A project exploring WAV-steganography (hiding information in the byte data of a .wav file). It allows encoding text information in a .wav file either via a CLI interface or as a Python library. This is done by modifying a certain number of least significant bits (LSBs) in each amplitude of a wave file. Being the least significant bits these generally are not across an entire file.
git clone https://github.com/robert461/cyber-security
pip3 install -r requirements.txt
List all commands:
$ ./stegowav.py --help
positional arguments:
input input file path
optional arguments:
-h, --help show this help message and exit
-e, --encode ENCODE encode given text message into wav file
-d, --decode decode a text message from wav file if possible
-o, --output OUTPUT output file path to be written to
--overwrite if the file specified as output should be overwritten
-t, --encryption_type ENCRYPTION_TYPE
encryption type as number to use (0: NONE, 1: FERNET, 2: AES, 3: RSA).
-a, --hash_type HASH_TYPE
hash type as number to use (0: NONE, 1: PBKDF2, 2: SCRYPT)
-c, --error_correction_type ERROR_CORRECTION_TYPE
error correction type as number to use (0: NONE, 1: HAMMING, 2: REED_SOLOMON)
-r, --redundant_bits REDUNDANT_BITS
number of redundant bits for hamming code
-l, --lsb LSB number of least significant bits to use while encoding
--use_nth_byte use only every nth byte (e.g. if 4: 1 byte will be used for data, 3 will be skipped)
-f, --fill fill entire file by repeating data
--profile profile code (show which parts are taking long)
-s, --spectrogram display a spectrogram of the given file
-p, --play play the file (if -e provided, it will play after encoding, to hear the noise)
For example to encode the message My secret! in a file called audio.wav:
$ ./stegowav.py audio.wav --encode "My secret!" --output audio_with_secret.wav
Some example 1 second .wav files are provided with keywords which can be used for
testing: sine, square, sawtooth and hello. So the above command can use hello like this, instead of
audio.wav if you do not have a wav file ready:
$ ./stegowav.py hello --encode "My secret!" --output audio_with_secret.wav
To decode the message from the file add the --decode flag:
$ ./stegowav.py audio_with_secret.wav --decode
Decoded message (len=10):
My secret!
To compare how the audio has changed you can add a --play flag, if combined with the --encode flag
it will play the audio file after encoding. Alternatively, a spectrogram can be created with a before
and after. For example, here the file is filled with repeating the letter a (--fill flag).
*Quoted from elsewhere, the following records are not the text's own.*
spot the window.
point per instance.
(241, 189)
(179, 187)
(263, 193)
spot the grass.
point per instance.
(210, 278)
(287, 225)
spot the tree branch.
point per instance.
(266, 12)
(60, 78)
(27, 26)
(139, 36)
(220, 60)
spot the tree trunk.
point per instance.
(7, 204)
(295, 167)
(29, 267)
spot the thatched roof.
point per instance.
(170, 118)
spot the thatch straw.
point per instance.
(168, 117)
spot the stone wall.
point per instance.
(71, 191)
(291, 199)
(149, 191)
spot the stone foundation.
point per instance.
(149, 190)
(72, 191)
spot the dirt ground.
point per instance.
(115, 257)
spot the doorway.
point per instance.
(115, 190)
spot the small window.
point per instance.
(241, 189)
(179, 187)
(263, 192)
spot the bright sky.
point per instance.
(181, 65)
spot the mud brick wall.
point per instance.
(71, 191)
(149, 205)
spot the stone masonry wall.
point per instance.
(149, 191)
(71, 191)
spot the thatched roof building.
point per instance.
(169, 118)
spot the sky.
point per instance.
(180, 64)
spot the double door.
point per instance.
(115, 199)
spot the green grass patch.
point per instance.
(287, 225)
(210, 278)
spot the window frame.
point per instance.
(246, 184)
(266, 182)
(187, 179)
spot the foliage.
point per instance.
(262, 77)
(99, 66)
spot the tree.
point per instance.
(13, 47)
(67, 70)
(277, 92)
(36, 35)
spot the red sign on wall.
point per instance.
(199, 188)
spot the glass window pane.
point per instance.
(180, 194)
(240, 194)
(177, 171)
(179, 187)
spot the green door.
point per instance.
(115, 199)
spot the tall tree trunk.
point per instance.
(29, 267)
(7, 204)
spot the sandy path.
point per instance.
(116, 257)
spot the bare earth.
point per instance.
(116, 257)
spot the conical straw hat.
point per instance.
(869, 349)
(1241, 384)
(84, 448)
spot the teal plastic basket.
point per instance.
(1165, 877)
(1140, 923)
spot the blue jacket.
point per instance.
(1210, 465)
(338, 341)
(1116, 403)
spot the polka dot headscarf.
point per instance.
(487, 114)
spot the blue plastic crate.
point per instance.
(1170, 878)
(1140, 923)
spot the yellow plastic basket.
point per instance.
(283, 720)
By doing this a very clear line can be seen at 12 kHz:
$ ./stegowav.py hello --encode a --fill --spectrogram --lsb 1
This is clearly audible. To avoid such an issue, encryption can be used by adding the --encryption-type 2
flag to randomize the data (1: FERNET, 2: AES, 3: RSA, AES is recommended).
To get an impression of the audibility of encoded messages the degradation_eval.py script located in the evaluation folder can be executed.
$ ./evaluation/degredation_eval.py
This script generates a test case for each of the files located in audio/1_min_files and tasks the user to choose in which file(s) he detects audible degradation. The created test reports are saved in evaluation/eval_reports/.
All generated evaluation reports can be analyzed by executing eval_report_analysis.py located in the evaluation directory.
$ ./evaluation/eval_report_analysis.py
This creates graphs for each of the used samples, which option the users chose for a specific sample, and aggregates if the user was right or wrong with his decision.
It is possible to add redundant bits to an encoded secret message for error correction. Available error correction methods are Hamming and Reed Solomon codes (1 - Hamming, 2 - Reed Solomon). Here is an example for Hamming codes:
$ ./stegowav.py hello --encode "My secret!" -c 1
Be sure to call the same correction method for decoding as well.
$ ./stegowav.py hello --decode -c 1
Basics:
from wav_steganography.wav_file import WAVFile
wav_file = WAVFile("wav_file_path.wav")
wav_file.encode("My secret message")
wav_file.decode() # "My secret message"Encode takes mostly the same parameters as the CLI above, here the default parameters are shown. See the CLI section above for an explanation for each one.
from wav_steganography.wav_file import WAVFile
from security.encryption_provider import EncryptionProvider
from security.enums.encryption_type import EncryptionType
wav_file = WAVFile("wav_file_path.wav")
wav_file.encode(
"My secret message",
least_significant_bits=2,
redundant_bits=0,
every_nth_byte=1,
encryptor=EncryptionProvider.get_encryptor(EncryptionType.NONE), # e.g. for AES: EncryptionType.AES
repeat_data=False,
)
# To display the spectrogram
wav_file.spectrogram()
# Plays the sound
wav_file.play()
# Writes the possibly encoded wav_file to the given path
wav_file.write("encoded_wav_file_path.wav")This project was created for the Cyber-Security course at the University of Rostock in 2021.